Elizabeth Ramirez didn’t know Antonio Brown personally. She only knew his story from what she gathered on the news — how Brown, a reputed gang member who has been arrested scores of times and faces gun charges, was the intended target of a bullet that, instead of hitting the father, found the tiny chest of his 7-year-old son Amari Brown.
That last part is all that’s important to Ramirez. On July 6, two days after the shooting, she walked up to the home in the 1100 block of North Harding in Humboldt Park, past the spot where Amari’s blood had caked on the sidewalk, and spotted Antonio.
Ramirez introduced herself as a parent who, four years after the death of her son Harry Rodriguez, is still grieving. She asked Brown if it was okay for her to hold a vigil near the spot where a makeshift memorial had bloomed along the property’s front-yard fence. And then she opened her arms to Brown for a hug.
Brown told Ramirez to do whatever she wanted. He nearly broke down crying during the long embrace.
“We are God’s children and he wants us to help each one another and to serve each other,” Ramirez said. “It doesn’t matter who you are. This is about trying to save a life and trying to support a family.”
Ramirez’s son Harry Rodriguez was killed on Oct. 23, 2011 while at his own surprise birthday party on the 2000 block of North Leclaire Avenue. He would’ve been 24 a week later.
According to Ramirez’s account of the incident in a 2013 article published by Chicago Talks, “gang members who intruded on the party aimed a gun at one of her son’s younger cousins, but Rodriguez pushed the boy back and took a bullet to the chest.”
“He had seen someone with a mask,” Ramirez told Austin Weekly News. “At first, he thought it was firecrackers, but when he went toward the kitchen it was a guy with a mask shooting.”
A Resident in the area said gang members mistook Rodriguez’s cousin “for a man they had argued with before the party because the cousin was wearing the same color hoodie,” Chicago Talks reported.

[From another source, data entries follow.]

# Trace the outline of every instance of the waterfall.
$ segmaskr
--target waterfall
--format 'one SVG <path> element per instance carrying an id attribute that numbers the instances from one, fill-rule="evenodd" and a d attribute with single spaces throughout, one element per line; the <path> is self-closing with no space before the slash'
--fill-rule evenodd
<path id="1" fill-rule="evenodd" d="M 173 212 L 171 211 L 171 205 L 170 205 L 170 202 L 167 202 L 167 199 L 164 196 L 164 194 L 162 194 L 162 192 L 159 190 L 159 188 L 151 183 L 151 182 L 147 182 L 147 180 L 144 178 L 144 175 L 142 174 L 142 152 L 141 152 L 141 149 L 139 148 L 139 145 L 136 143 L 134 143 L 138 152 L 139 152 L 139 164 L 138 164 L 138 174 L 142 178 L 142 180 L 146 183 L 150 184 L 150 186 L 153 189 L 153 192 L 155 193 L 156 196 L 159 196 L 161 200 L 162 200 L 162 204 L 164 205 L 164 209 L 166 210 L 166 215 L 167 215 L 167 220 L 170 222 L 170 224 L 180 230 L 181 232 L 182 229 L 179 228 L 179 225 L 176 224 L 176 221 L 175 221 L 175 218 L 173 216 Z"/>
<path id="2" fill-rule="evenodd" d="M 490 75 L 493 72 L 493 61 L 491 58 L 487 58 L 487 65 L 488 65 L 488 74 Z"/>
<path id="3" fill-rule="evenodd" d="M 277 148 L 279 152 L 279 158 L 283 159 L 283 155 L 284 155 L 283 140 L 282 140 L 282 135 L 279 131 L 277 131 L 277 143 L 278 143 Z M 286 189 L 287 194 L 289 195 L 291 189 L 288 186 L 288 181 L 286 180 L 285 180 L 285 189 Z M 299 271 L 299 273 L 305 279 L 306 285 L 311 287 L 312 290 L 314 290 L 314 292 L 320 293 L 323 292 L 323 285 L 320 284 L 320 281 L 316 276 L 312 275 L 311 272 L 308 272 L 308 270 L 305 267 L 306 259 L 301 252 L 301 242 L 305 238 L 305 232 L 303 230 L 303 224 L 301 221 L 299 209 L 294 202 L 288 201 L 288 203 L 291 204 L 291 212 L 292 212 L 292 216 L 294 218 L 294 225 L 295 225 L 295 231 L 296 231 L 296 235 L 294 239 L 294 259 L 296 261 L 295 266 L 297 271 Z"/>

Ramirez said she was at home sleeping when she got the call. It was 2:00 a.m. She knows the emotional black hole Brown may be sucked into — how life, at times, will feel like the day-to-day recurrence of a waking nightmare.
“It feels like it was yesterday. Your life changes completely. You’re not the same person you were before. I don’t socialize with my family. I don’t do things I used to do because someone is missing,” Ramirez said.
She knows that capturing the person who killed her son isn’t as cut-and-dry as cooperating with the police.
“If somebody tells you, ‘I know who killed your son and I promise you in six months, your case is going to be solved,’ how would you feel? Don’t promise a parent that’s grieving over a child something you cannot accomplish. I know who killed my son. I have taken witnesses who overheard the shooter taking credit. I put my life at risk.”
In 2013, Chicago Talks reported, when Ramirez called police earlier that year for an update on her son’s case, she said “the department had assigned the case to a different detective since she had last heard from them.”
The six months Chicago police told her it would take to find her son’s killer has turned into nearly four years.
According to a written statement provided to Chicago Talks about unsolved murders in general, “The Chicago Police Detectives work tirelessly to solve every murder, bringing justice to criminals and closure to victims and their families,” reads the statement, in part. “Every murder, whether it happened last week or last year, is investigated with the same thoroughness.”
Ramirez’s vigil for Amari Brown will be held today, June 9.